Intanto però, fatti ben più consistenti che non le mostrine in stile Wehrmacht, si affacciano su Kiev. Dopo che, il 28 giugno scorso, Poroshenko aveva parlato di modifiche alla Costituzione, accennando a una fumosa “autonomia dei tatari di Crimea”, la comunità bulgara ha colto la palla al balzo, chiedendo la possibilità di creare proprie autonomie nelle regioni di Odessa e Kherson, in cui vivono numerosi gruppi etnici bulgari. Prima di loro, si era fatta avanti l’Assemblea dei rumeni di Bucovina. Richieste di autonomia vengono di tanto in tanto anche dalle regioni di Kharkov, Odessa e addirittura dalla Galizia, patria dei neonazisti. Ma Kiev non ha alcuna intenzione di soddisfare le richieste di autonomia, che vengano dall’est o dall’ovest. Un anno fa era la Bessarabia meridionale che minacciava la divisione da Kiev, con i Gagauzi della Moldavia meridionale e i Bessarabi della regione di Odessa che intendevano dar vita a una Repubblica autonoma di Budžak, la Bessarabia Vecchia: i due giornalisti ucraini scarcerati a metà giugno erano stati arrestati un anno prima solo per aver partecipato al congresso della “Rada popolare di Bessarabia”, in cui si era accennato a una federalizzazione dell’Ucraina.
Dopo la sparata di Poroshenko a proposito dei tatari di Crimea, il politologo ucraino Oleg Soskin aveva previsto: “cosa diranno ebrei, bulgari, polacchi, ungheresi, rumeni… Poroshenko dovrà concedere l’autonomia ai rumeni della Bucovina settentrionale, nella regione di Černovits, o agli ungheresi dell’Oltrecarpazia”. Il politologo Aleksej Martynov ha dichiarato a Svobonaja Pressa che l’unica strada per “conservare l’integrità dell’Ucraina è quella della struttura federale, ma questo è molto difficile: in Ucraina vivono più di due decine di nazionalità diverse. I moderni leader di Kiev, a partire da quelli del 1991, sono consapevoli del fatto che in Ucraina non può esserci alcuno stato unitario; se garantiranno scuole secondo le lingue nazionali, rispetto delle tradizioni etniche, sarà inevitabile il separatismo. L’unica strada è una federazione, un’unione di popoli diversi. Nelle condizioni attuali, la segmentazione e il disfacimento dell’Ucraina sono inevitabili.

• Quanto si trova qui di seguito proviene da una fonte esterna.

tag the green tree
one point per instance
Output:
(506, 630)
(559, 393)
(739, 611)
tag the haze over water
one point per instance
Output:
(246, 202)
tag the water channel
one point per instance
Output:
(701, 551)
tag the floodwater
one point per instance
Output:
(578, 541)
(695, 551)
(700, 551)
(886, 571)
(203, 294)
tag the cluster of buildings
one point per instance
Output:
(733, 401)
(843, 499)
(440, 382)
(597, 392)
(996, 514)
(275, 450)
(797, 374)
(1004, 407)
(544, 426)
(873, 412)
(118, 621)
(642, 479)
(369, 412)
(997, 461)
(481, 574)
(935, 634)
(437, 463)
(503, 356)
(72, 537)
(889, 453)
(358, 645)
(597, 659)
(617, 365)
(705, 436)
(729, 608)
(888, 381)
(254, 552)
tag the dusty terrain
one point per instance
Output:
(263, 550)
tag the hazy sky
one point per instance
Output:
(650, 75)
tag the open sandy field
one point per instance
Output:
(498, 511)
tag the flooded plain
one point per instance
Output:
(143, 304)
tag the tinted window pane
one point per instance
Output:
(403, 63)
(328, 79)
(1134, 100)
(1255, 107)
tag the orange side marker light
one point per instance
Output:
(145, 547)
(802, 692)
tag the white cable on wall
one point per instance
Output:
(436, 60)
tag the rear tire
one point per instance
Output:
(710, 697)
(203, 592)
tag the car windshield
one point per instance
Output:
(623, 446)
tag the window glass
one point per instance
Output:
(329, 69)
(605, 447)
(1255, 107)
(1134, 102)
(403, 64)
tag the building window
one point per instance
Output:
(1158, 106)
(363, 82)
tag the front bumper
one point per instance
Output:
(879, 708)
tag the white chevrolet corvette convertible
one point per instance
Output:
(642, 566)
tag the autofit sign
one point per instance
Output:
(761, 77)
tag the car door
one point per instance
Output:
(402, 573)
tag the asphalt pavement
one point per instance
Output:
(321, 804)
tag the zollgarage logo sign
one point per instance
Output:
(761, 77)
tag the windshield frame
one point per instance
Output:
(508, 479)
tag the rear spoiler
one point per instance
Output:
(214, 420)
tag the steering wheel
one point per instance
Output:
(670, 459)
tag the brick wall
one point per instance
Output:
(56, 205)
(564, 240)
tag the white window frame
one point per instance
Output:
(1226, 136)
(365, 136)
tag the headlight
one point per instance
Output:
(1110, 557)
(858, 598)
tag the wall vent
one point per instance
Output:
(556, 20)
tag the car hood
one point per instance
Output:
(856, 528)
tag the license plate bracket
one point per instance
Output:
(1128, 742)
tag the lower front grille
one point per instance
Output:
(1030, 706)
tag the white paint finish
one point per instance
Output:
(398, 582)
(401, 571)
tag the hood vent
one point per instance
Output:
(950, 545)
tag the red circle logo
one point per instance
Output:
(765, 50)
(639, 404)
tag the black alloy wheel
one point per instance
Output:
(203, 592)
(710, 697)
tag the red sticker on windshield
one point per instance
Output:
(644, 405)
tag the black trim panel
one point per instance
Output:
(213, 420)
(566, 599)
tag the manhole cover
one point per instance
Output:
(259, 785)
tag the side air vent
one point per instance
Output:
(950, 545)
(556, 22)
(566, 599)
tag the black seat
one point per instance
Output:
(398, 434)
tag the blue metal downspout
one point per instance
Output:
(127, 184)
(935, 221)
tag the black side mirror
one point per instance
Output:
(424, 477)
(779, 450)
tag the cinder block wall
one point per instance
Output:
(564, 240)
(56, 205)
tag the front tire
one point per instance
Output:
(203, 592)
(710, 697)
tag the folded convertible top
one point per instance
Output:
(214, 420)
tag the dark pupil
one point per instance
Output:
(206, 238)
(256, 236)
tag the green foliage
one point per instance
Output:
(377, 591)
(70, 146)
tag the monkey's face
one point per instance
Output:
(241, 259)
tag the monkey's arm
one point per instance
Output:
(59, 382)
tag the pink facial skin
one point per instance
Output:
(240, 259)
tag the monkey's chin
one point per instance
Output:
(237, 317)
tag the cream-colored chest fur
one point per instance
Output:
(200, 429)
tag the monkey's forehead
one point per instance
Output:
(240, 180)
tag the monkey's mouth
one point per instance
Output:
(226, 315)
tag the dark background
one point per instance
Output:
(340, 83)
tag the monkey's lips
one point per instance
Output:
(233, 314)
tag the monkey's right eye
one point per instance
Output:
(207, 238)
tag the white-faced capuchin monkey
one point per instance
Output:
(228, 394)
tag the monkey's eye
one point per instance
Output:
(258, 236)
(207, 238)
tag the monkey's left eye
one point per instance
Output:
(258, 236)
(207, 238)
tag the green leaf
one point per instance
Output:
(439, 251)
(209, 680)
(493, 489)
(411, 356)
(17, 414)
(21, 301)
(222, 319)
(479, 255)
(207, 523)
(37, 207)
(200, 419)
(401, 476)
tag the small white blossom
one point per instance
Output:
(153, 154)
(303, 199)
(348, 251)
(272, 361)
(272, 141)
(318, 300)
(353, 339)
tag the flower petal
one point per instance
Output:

In Ucraina non esiste oggi uno Stato effettivo, dice il politologo Semën Uralov: ha più potere chi ha più battaglioni armati. In questo sistema, Poroshenko non è che il primo tra uguali, ma la sua stabilità è molto incerta. Lo Stato continuerà a disfarsi.
Anche perché, nell’Ucraina del potere golpista, così come Sallustio scriveva di Giugurta, “il pubblico bene, come per lo più suole accadere negli affari, dai privati interessi fu vinto”.